In the recent case of Estate of Strangi, TC Memo 2003-145, on remand from the Fifth Circuit Court, the Tax Court originally held that various IRS arguments did not apply to FLPs. However, on remand, the Tax Court determined that Section 2036 of the Code required the estate to include the assets transferred by Mr. Strangi during his lifetime to a family limited partnership. Prior to the remand the Tax Court held that [1] the family limited partnership was valid under state law; [2] that the special valuation rules in Code Section 2703(a) did not apply; and [3] the transfer of assets to the partnership were not a taxable gift.
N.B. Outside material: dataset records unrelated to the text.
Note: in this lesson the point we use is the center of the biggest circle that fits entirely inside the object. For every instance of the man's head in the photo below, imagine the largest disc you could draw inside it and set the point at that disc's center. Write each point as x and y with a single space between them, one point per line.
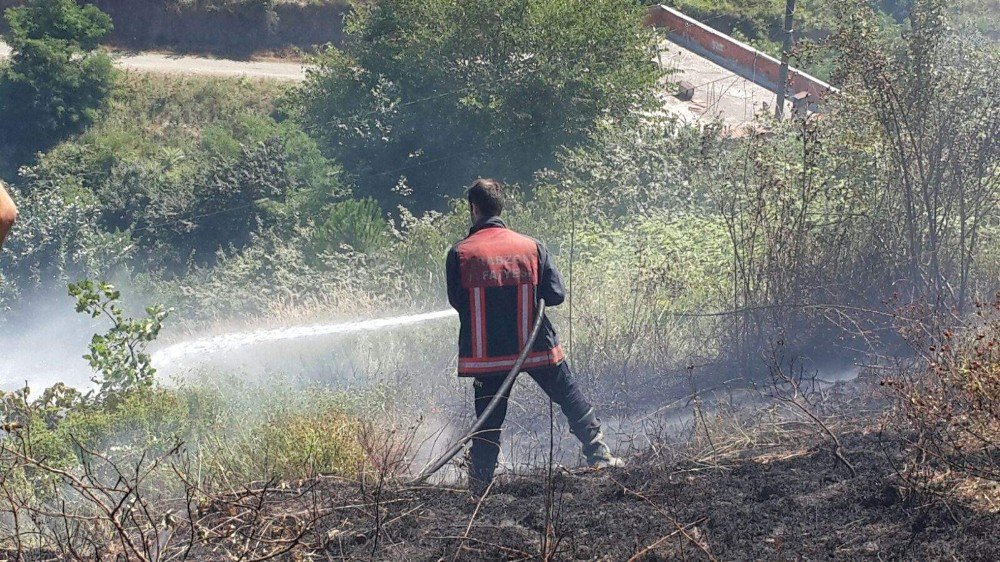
485 199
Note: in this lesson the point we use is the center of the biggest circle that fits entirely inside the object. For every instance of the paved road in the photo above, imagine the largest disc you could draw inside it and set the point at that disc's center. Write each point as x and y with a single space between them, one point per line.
185 65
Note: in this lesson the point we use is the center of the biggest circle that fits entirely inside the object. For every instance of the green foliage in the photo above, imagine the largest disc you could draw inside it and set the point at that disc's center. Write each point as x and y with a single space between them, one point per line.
119 355
55 83
427 94
56 239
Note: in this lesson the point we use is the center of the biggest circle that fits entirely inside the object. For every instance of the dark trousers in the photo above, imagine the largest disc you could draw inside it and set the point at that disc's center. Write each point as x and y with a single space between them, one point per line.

On remand the Tax Court found that the assets were includable in the name of the estate and no discounts were allowed. Reasons which contributed to the inclusion were [1] 98% of decedent's wealth, including the residence, was contributed to the FLP and the corporate general partnership; [2] a 99% limited interest was retained by the decedent; [3] a 1% general partner corporation was owned 47% by decedent and 53% by the children; [4] the corporation and decedent's son-in-law, who was also decedent's power of attorney, entered into an agreement to manage the FLP assets; and [5] FLP assets which were used to pay personal expenses of the decedent. Other discussions in this case included the Byrum case and Section 2036(a)(2) which is not included here because of space limitations.

Advice:

For drafters of family limited partnerships this is an extremely important case to review. The factors in the Strangi case were egregious but there are still commentators who state that this case is the "death knell" of family limited partnerships because Section 2036 of the Code is so broad. Others disagree. Nevertheless, this case should be carefully reviewed before drafting future limited partnerships.

Qualified Personal Residence Trust ("QPRT")

Revenue Procedure 2003-42, 2003-23 IRB provides a sample declaration of a trust and alternate provisions for a QPRT with one term-holder. A consideration before setting up a QPRT is the Save our Homes (SOH) cap for a homestead. Under SOH the increase in real estate taxes is limited to3% per year; providing that the legal or equitable title remains in the same person. Unfortunately, at the end of the term of the QPRT, the property is usually distributed to the children and/or lineal descendants upon such a termination. Thus, the SOH cap comes off and the real estate taxes are substantially more. Many QPRT term-holders are surprised (and angry) to find this out after the QPRT has been established.

Advice:

Carefully review your existing QPRTs and advise your term-holders when the 3% SOH cap is to come off. On any new QPRTs thoroughly discuss this issue before transferring the home into a QPRT.